There are as many caveats to the announcement as there are superhero identities, not least because the announcement was aimed in part at Wall Street investors, who appreciate the phrase "branded superhero entertainment" nearly as much as they do "opening bell" or, if you're feeling snarky, "bonus check."
Like many far-off statements made to appeal to investors, these plans are amorphous and highly nonbinding; if, say, "Batman v. Superman" doesn't work and the studio wants to change direction sometime in 2016 or 2017, no one will hold them to an announcement made three summers before. (If anything, they'll encourage the course-correction.)
Still, the announcement is significant, and not just because it reflects once again Hollywood's run-it-until-it-don't-run-no-more strategy—or, for that matter, how it signals Warner Bros.' hopes to go toe-to-toe with Disney-owned Marvel Studios. (If you're keeping score, Marvel plans a total of 11 movies between now and 2019, while DC wants to release 10 between 2016 and 2020. The U.S. and Russia at the height of the Cold War had less of an arms race.)
From a moviegoing standpoint, the trend reflects the idea, increasingly common among studios, that any one movie should be connected to as many other movies as possible, Most of the DC films will contain at least small suggestions of, if not large amounts of overlap with, other DC films -- especially a "Justice League" movie that will include, and promote, many characters from other films.
You can debate whether this is a good or bad thing, but it's certainly not new. Movie serials in the first part of the 20th century brought people back to theaters week after week with ongoing stories (including superhero tales, of course). Comedies often featuring the same performers in different settings, a la Abbott & Costello and many others, did the same. The saturation can seem off-putting in this world of so many entertainment choices outside a movie theater, but there's a long tradition of trying to get people to buy new movie tickets because of characters they liked in a previous film.
One thing that is different now, of course, is that all this is done with that profit motive being, well, just a little higher than it used to be. If you're spending hundreds of millions on assembling characters in one movie, as Warner Bros and Disney-owned Marvel now regularly do, then it makes financial sense to try to keep putting those characters in as many other movies as possible. You don't need the marketing headstart a typical remake provides if the brand names you want to drum into public consciousness werein a movie last spring. And you certainly don't want to walk out there without a net and make a standalone, not if you can help it. That's one reason this trend has seeped from the margins, as it was in those early days, into the multiplex mainstream.

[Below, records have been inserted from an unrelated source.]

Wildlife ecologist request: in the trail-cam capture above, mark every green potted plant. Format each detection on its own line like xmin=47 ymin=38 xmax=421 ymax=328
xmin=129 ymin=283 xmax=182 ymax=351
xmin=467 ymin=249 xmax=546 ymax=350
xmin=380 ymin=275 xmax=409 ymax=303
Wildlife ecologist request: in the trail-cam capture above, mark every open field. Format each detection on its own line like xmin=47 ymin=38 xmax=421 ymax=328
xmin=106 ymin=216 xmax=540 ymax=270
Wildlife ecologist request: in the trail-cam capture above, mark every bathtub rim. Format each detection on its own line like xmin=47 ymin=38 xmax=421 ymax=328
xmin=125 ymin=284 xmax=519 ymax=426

Whether all of this results in better movies, or for that matter is the most moviegoer-friendly use of Hollywood's ample resources, is an open question. Less ambiguous is that this trend will be here for awhile. Other studios are trying their own versions of this, albeit with fewer well-known properties at their disposal. (Sony, for instance, is trying multiple movies from the world of "Spider-Man," whose rights it controls.) Basically, if you own a character with any currency, you're trying to populate it in as many movies as possible.
The entertainment industry will of course still generate plenty of interesting one-off movies, particularly (and increasingly) in the fall. And even some of these superhero films will be disconnected from other parts of the comic book universe from which they come. But generally speaking, the idea that a big-budget movie will exist in a world unto itself is about to get a whole lot rarer, as quaint as the notion that one learns about the latest superhero exploits from ink and paper.